Abstract
Background
Whether robot-assisted minimally invasive surgery (RAMIE) is more beneficial than conventional minimally invasive surgery (MIE) remains unclear.
Methods
In total, 165 consecutive patients with esophageal carcinoma who underwent esophagectomy between January 2015 and April 2020 were retrospectively assessed. A 1:1 propensity score matching analysis was performed to compare the short-term outcomes between RAMIE and conventional MIE.
Results
After matching, 45 patients were included in the RAMIE and conventional MIE groups. RAMIE had a significantly longer total operative time (708 vs. 612 min, P < 0.001) and thoracic operative time (348 vs. 285 min, P < 0.001) than conventional MIE. However, there were no significant differences in terms of oncological outcomes, such as R0 resection rate and number of resected lymph nodes.
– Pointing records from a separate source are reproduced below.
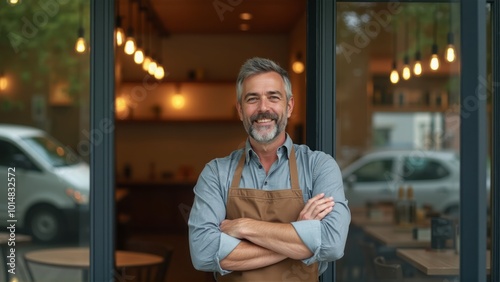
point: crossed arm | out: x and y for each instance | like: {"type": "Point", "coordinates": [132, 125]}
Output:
{"type": "Point", "coordinates": [265, 243]}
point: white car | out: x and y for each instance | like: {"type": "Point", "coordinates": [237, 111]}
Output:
{"type": "Point", "coordinates": [45, 185]}
{"type": "Point", "coordinates": [377, 176]}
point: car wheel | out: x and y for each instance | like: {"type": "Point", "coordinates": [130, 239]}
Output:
{"type": "Point", "coordinates": [45, 224]}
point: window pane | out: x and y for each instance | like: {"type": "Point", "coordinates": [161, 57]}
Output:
{"type": "Point", "coordinates": [398, 89]}
{"type": "Point", "coordinates": [44, 137]}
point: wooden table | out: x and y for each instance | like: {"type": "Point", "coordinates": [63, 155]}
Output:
{"type": "Point", "coordinates": [439, 263]}
{"type": "Point", "coordinates": [5, 238]}
{"type": "Point", "coordinates": [394, 236]}
{"type": "Point", "coordinates": [79, 258]}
The overall postoperative morbidity (Clavien–Dindo [C–D] grade II or higher) rate of RAMIE and conventional MIE were 51% and 73% (P = 0.03), respectively, and the severe postoperative morbidity (C–D grade III or higher) rates were 11% and 29% (P = 0.04), respectively. The incidence rate of recurrent laryngeal nerve palsy was halved in RAMIE (7%) compared with conventional MIE (20%) (P = 0.06). Finally, the pulmonary complication rate (18%) was significantly lower in patients who underwent RAMIE than in those who underwent conventional MIE (44%) (P = 0.006).
Conclusions
RAMIE was safe and feasible, even during the early period of its application at a specialized center. Moreover, it may be a promising alternative to conventional MIE, with better short-term outcomes, including significantly lower incidence of pulmonary complications.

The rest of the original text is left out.